Students are always willing to get cash or vouchers. They’re also some of the most critical thinkers you can find, that are easy to access, and are at the forefront of what’s going on in the world. Hanging out in the university quad is a bit weird though, think about how you might partner with the university to get some research done, where the university gets something in return, like recruitment opportunities for their students, industry events, access to your other research, beta testing of your product, or other. If you’re undergoing research with students as participants, complete the research on their turf, where they’re comfortable. Large corporate offices are overwhelming enough for adults, so make sure you don’t unintentionally add a bias filter to them, they won’t be as critical if they think you’re an expert on the topic, you want their raw thoughts, nothing filtered.

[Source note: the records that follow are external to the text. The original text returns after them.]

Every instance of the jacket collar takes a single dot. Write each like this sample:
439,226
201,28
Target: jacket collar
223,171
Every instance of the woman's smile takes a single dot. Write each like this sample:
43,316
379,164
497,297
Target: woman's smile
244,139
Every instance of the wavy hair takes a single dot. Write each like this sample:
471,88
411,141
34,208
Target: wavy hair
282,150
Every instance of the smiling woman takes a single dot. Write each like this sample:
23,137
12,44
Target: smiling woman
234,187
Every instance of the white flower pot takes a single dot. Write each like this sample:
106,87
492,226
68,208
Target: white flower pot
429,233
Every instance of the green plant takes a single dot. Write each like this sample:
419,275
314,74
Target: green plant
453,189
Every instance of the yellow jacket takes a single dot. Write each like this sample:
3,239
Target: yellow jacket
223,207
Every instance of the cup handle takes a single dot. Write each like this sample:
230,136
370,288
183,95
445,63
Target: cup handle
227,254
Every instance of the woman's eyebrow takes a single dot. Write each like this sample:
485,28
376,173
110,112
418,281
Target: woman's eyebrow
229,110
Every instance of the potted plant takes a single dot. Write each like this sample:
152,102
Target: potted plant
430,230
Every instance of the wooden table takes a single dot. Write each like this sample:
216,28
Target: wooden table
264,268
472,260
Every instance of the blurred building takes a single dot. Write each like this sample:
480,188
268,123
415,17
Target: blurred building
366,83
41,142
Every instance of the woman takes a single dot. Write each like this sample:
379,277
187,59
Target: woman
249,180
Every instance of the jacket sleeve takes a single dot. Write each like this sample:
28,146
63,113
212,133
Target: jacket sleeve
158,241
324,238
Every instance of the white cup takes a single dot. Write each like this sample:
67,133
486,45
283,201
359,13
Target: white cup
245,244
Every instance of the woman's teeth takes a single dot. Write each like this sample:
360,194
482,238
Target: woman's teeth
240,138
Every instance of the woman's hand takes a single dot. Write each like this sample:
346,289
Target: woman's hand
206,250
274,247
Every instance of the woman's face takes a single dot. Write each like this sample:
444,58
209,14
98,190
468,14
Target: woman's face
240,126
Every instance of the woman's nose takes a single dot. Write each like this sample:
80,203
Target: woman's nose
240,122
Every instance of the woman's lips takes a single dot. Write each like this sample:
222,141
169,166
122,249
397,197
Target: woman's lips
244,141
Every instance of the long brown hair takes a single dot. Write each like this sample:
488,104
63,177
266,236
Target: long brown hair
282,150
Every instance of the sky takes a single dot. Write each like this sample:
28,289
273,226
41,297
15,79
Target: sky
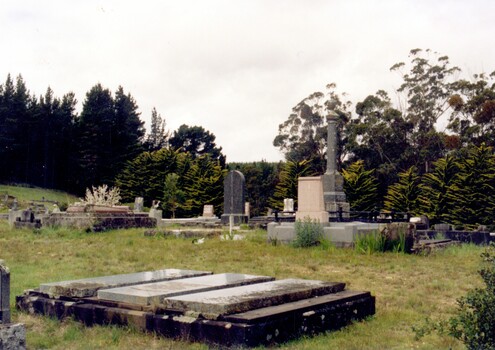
234,67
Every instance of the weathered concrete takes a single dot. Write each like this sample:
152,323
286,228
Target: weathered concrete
155,293
239,299
13,336
88,287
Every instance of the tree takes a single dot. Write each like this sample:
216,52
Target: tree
303,135
157,138
426,88
197,141
403,196
109,133
360,187
173,196
288,182
473,190
436,189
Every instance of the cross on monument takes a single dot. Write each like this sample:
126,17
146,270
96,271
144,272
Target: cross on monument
333,182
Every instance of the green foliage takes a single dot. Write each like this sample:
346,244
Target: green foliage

7. Go to your local Farmers Markets

Political fanatics, gossiping local shop owners, die-hard sustainability campaigners, super wealthy boomers, and more. The local Farmers Markets are a hotbed of information if you look in the right places. Pay the organisers and host a stall, you’d be surprised how many people are willing to come and have a conversation about something, hand out tote bags with your branding on it, tote bags are like gold at Farmers Markets, you always need one. But get ready to listen, some of your participants might be willing to spend an hour or two having a chat, some will just shrug you off like you’re nothing, it really is a hotbed of society. One of my favourite places to undertake research

8. Ask Google or Amazon

We used to buy AdWords on google and A/B test websites, it worked well. These days Google can help in so many more ways, from searching to AdWords to machine learning and the Mechanical Turk (from Amazon) digital research techniques have come a long way. You might find a Medium article on a specific feeling you’re trying to provoke during a customer experience, you might find some research on scents that induce certain types of behaviour, you might find a chatroom for a group of people you’ve found impossible to recruit for. Don’t turn away from Google because you’re afraid of the source you’ll end up with, in this day and age research for inspiration and emergent thinking can come from anywhere and should come from a numerous amount of places. Don’t be scared of Wikipedia either, you’d be surprised at how much you might find.

9. All of the Above

There’s no comprehensive guide to customer research for every scenario, it changes for each and every product or service or experience that you’re trying to test. The best way to approach it is from multiple angles, the best companies in the world don’t skimp on research, or testing, or getting continuous feedback from customers, and you shouldn’t either. Find ways to build research, testing, and feedback into your everyday roles, get closer to your customers daily. Don’t do what all the incumbents are doing, getting comfortable in their ivory towers thinking they’ve still got the hottest product or service out. They definitely don’t buy their own products, because more often than not, they’re shit, and they’re basically sitting ducks waiting to get disrupted.

Now get out there and get some fresh insights!